Look at the equations in B6 and B7. In cell B6, the value of cell A6 is used, but in B7 the value in cell A7 is used. However, the variables $B$1 and $B$2 did not change. The $ sign “holds” a particular cell value when copying rather than increasing relative cell positions.8 Now we wish to copy cells A7 and B7 “down” to replicate them. Select both A7 and B7, and click-and-drag on the black square at the lower right to copy these cells to all cells down to A30 and B30. [Alternatively, you can select the group of cells A7 and B7 through A30 and B30, so they are highlighted. Click on the “Home” tab at the top of the window and select in the “Editing” panel (on the right hand side of the tool bar) the fill icon (Arrow in a box pointing down) and then choose “Down” to accomplish the same replication process.] This will give you lots of data points, incremented by the value in cell B3.

You can change this increment later on if you wish. 8 An easy way to the the $’s is type cmd-T after type the reference (or ctrl-T)

Now prepare a scatter plot of the data in cells A6-B30 (include the 0,0 point). This should look like one of the Maxwell-Boltzmann curves shown below. The changing shape of these curves is illustrated below. For convenience, change the y-axis format so that the maximum value is 4.0. To do this, right-click on the yaxis values, select Format axis, and change the maximum value to fixed and 4.0. Insert a title for this plot such as “Maxwell-Boltzmann Plot for N2 at 300 K”. All five plots should fit on the 0-4 scale if done right

Yours will not have the line but will be a series of dots. You can change this by selecting chart>scatter > smooth line no points. Take a few moments to fix up the looks of the graph as before. Make sure the caption matches the MM and temp. used.

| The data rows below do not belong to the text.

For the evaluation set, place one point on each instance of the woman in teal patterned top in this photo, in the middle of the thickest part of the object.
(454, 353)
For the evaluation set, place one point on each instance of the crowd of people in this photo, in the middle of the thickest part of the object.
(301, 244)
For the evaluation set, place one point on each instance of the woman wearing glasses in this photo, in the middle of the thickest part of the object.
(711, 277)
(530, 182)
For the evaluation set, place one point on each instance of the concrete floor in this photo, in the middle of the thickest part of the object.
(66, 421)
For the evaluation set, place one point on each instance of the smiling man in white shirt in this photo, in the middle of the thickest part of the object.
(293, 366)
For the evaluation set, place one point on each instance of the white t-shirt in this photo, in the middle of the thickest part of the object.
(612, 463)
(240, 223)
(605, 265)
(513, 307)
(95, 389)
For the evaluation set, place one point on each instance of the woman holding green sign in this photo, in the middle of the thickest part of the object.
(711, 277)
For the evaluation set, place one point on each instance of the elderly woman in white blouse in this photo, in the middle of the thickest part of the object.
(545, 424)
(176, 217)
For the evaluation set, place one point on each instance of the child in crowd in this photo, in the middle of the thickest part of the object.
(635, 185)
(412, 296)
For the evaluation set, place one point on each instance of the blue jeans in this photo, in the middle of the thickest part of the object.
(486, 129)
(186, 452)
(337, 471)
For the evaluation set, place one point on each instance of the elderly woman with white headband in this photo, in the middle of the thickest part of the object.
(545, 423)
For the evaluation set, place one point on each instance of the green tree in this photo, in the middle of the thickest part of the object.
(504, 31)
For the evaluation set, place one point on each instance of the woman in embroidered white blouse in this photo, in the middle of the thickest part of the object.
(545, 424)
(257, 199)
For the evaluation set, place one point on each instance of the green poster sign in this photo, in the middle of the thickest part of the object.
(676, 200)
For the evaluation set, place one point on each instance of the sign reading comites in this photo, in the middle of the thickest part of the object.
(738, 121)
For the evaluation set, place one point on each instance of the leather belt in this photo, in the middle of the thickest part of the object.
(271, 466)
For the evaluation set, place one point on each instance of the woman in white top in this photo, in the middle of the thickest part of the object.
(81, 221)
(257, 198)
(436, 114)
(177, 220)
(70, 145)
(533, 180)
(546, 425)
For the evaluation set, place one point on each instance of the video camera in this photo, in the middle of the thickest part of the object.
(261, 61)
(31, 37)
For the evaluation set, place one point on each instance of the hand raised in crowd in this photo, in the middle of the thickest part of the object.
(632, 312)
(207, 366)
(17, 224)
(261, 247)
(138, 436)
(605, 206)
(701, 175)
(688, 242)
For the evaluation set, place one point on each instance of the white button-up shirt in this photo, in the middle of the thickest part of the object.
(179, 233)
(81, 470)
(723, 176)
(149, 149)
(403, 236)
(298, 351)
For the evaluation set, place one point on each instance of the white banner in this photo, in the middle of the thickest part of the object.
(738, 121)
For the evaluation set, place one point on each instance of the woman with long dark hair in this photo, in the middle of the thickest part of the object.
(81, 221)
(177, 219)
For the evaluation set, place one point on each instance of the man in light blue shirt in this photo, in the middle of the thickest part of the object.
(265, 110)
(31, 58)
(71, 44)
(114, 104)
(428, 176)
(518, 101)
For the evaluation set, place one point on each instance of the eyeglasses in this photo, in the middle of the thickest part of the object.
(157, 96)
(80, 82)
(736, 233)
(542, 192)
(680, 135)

Save a copy of this plot in your Word document. In this instance since you will be modifying the plot in the next step and the modification will also change in the Word document (being a “live link”) you should instead copy using the following protocol: (one curve for each set of variables) Select the plot in Excel and copy to the clipboard (Ctrl-C)

In Word, from the Paste menu at the top left, pull down the menu and Select Paste Special, and Select the first option: Microsoft Office Excel Chart Object

This will insert the plot (and then when you make changes to the plot in Excel they will NOT be changed in the Word document. Confirm that when you change the molar mass the graph in WORD does not change)9 s

Note: for the steps below, change the title on the plot each time to change the variables. Copy each new plot into the Word document.

e) Change the value of the MM from 28 (N2) to 16 (CH4) to 4 (He). What happens to the shape of molecular velocities? At a given temperature, which molecule is, on average, moving faster: the lighter one or the heavy one?

f) Now, keep the MM = 28, but change the change the Temperature from 300, to 500, and then to 700. What happens to the shape of molecular velocities? Are the molecules moving faster or slower as the temperature increases?

4. Finally, to get credit for this exercise, turn in the worksheet (separate file) and a Word document that contains the plots for Parts 2, and 3 to your GTA. See the accompanying worksheet file. This should be formatted nicely with:

The data table and the vapor pressure graph (Part 2), and the five Maxwell-Boltzmann graphs (Part 3). All tables and graphs should have appropriately descriptive captions.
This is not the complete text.